A law professor argues the metaverse should be taxed, because much of the activity that takes place in the virtual world “satisfies” academic definitions of income.
Professor Young Ran (Christine) Kim, a law professor at Yeshiva University in New York, penned a research paper arguing that economic activity in the metaverse meets two cornerstone definitions of “income” as laid down by economists.
The first is the Haig-Simons’ definition of income, and the second is the Glenshaw Glass income. Let’s dive in.
What exactly constitutes “income”?
The Haig-Simons income includes “gains or increases in wealth over a particular period regardless of whether spent on consumption or saved.”
On the other hand, the Glenshaw Glass income focuses on what we know as gross income. Payments that are “undeniable accessions to wealth, clearly realised, and over which taxpayers have complete dominion” are considered gross income, and therefore taxable.
Professor Kim argues that metaverse worlds, including Meta’s Horizon Worlds, Second Life, Roblox, Minecraft, and so on, have significant economic activity where participants engage in “the ability to consume, create, trade, and accumulate digital items with real economic value.”
Such economic activity generates in-game currency that can be legally converted – or at least, valued – to a taxable real-life currency such as crypto or US dollars. There have been news reports of players making a fortune and becoming millionaires in real-life thanks to Second Life. For Roblox, users are allowed to ‘cash out’ their in-game currency, ‘Robux’ to real-life US dollars – there’s even a fluctuating exchange rate for Robux and US dollars.
Therefore, according to Kim, users are earning income and accumulating wealth in a way that’s not so different to how people earn money in real life, which is why the metaverse should be taxed.
Harry Dell, an NSW-based lawyer specialising in crypto tax, tells The Chainsaw that while the idea of taxing the metaverse may seem unique, “it doesn’t change the fundamentals of people having to pay tax on income and capital gains.”
“[That a tax obligation arises whenever there is money earned] is a relatively resilient definition,” he says.
Problems with taxing the metaverse
The main issue with taxing metaverse worlds, however, is that the majority of players in those worlds are minors. Children engaging in what could constitute economic activity on Roblox are mostly still unable to earn a real-life income. So, who would be paying the tax should it be implemented?
Harry Dell also shares with The Chainsaw that existing tax obligations by tech corporations already somewhat cover what’s being proposed.
“For example, Alibaba and Amazon have tax obligations all around the world on behalf of users. So, it’s not so strange to force the facilitators of sales into paying tax on behalf of other people,” he says.

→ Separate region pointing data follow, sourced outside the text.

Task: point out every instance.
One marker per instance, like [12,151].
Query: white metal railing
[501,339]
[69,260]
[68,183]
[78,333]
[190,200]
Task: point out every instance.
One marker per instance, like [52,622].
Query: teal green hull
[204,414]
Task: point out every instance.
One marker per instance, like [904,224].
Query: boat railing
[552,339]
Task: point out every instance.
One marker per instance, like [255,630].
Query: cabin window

“If you are just playing the game and buying a few items so you can enjoy it, there’s generally no tax to think about. But when it starts to get commercial or when you are running a business with a substantial profit like an enterprise, tax obligations arise,” he explains.
What should be taxed
The metaverse is a large, expansive universe. So, what exactly should be taxed? Professor Kim lays out several types of player moves that could be viewed as income-earning activity.

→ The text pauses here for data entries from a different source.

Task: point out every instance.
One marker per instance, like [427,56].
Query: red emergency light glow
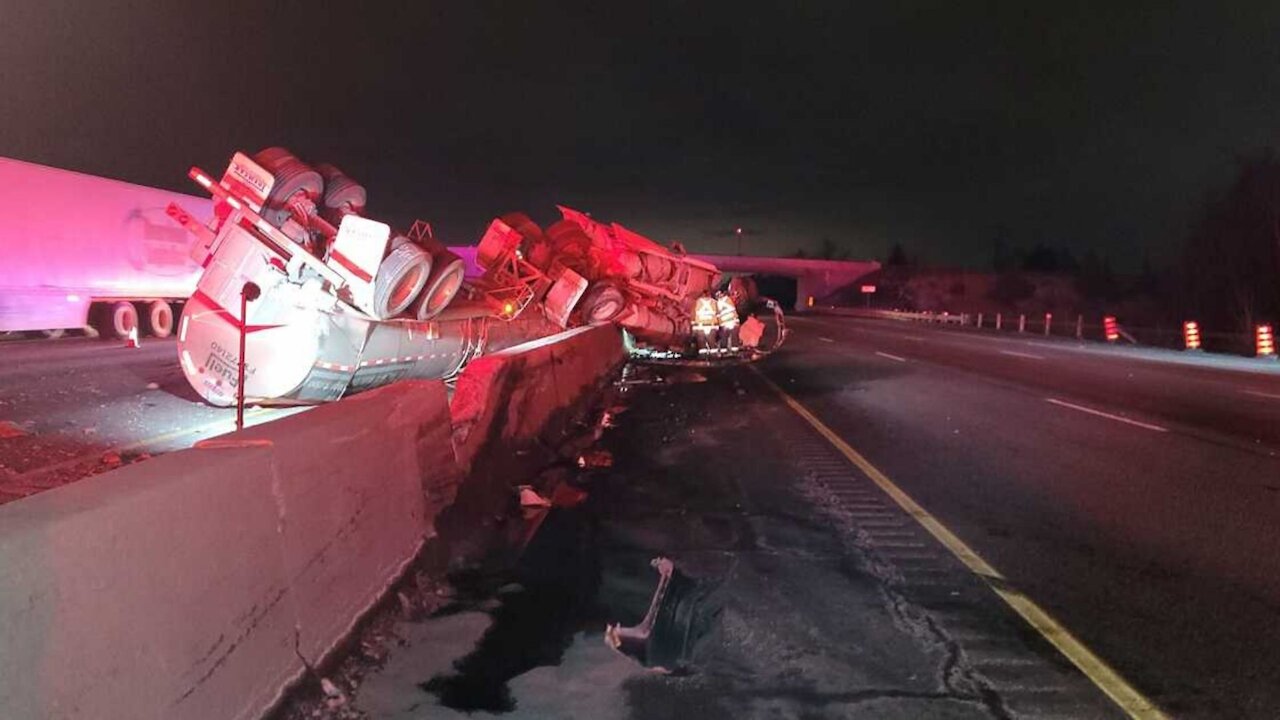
[1266,342]
[1191,335]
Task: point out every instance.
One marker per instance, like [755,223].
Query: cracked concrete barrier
[193,584]
[515,404]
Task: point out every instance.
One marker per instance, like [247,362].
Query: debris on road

First and foremost, any activity where the player makes an earning or profit. For example, buying or selling land in virtual worlds like Roblox or Decentraland.
Next, self-created or produced assets. Some virtual worlds like Roblox and Minecraft allow fans to create their own in-game items – like skins and weapons – and sell to other players. This could be viewed as “imputed income”, i.e. income that an individual earns outside of their salary or wage.
Professor Kim likens the sale or purchase of self-created in-game assets to baking cookies at home or harvesting apples at one’s backyard. “Whenever a person performs services for one’s own benefit or produces goods for one’s own consumption, the person has an economic gain equal to the amount the person saves by not having to pay someone else to provide the services or goods,” she explains.
“NFTs, loot drops, intra-metaverse exchanges, inter-metaverse exchanges, and cash-for-virtual-goods exchanges” should thus also be taxed.
What happens if the metaverse goes “untaxed”?
Tax revenue is a mammoth source of income for governments. The global metaverse market is projected to reach US$800 billion (AU$1.52 billion) in 2024, according to Bloomberg Intelligence.
Of course, governments lose substantial revenue if virtual worlds are overlooked as taxable entities. Professor Kim’s paper asserts that a “tax haven” could also arise as a result. However, as the metaverse is an open, borderless virtual world, figuring out how to tax players is extremely difficult as it remains uncharted territory.
“There’s a whole new possibility here to be explored… we are actually dealing with similar kinds of questions with space law. Let’s say you go into space and earn income from mining on Mars, where is that tax?”
“… it’s not an easy area, so putting in global tax agreements [in the metaverse] could take decades,” Dell adds.
Here’s one thing to note for metaverse gamers in Australia who are looking to build a business with Roblox: even when a method is worked out for taxing people for money earned, the first $18,200 people earn in Australia is tax free. So, it would only apply to people who are earning more than $18,201.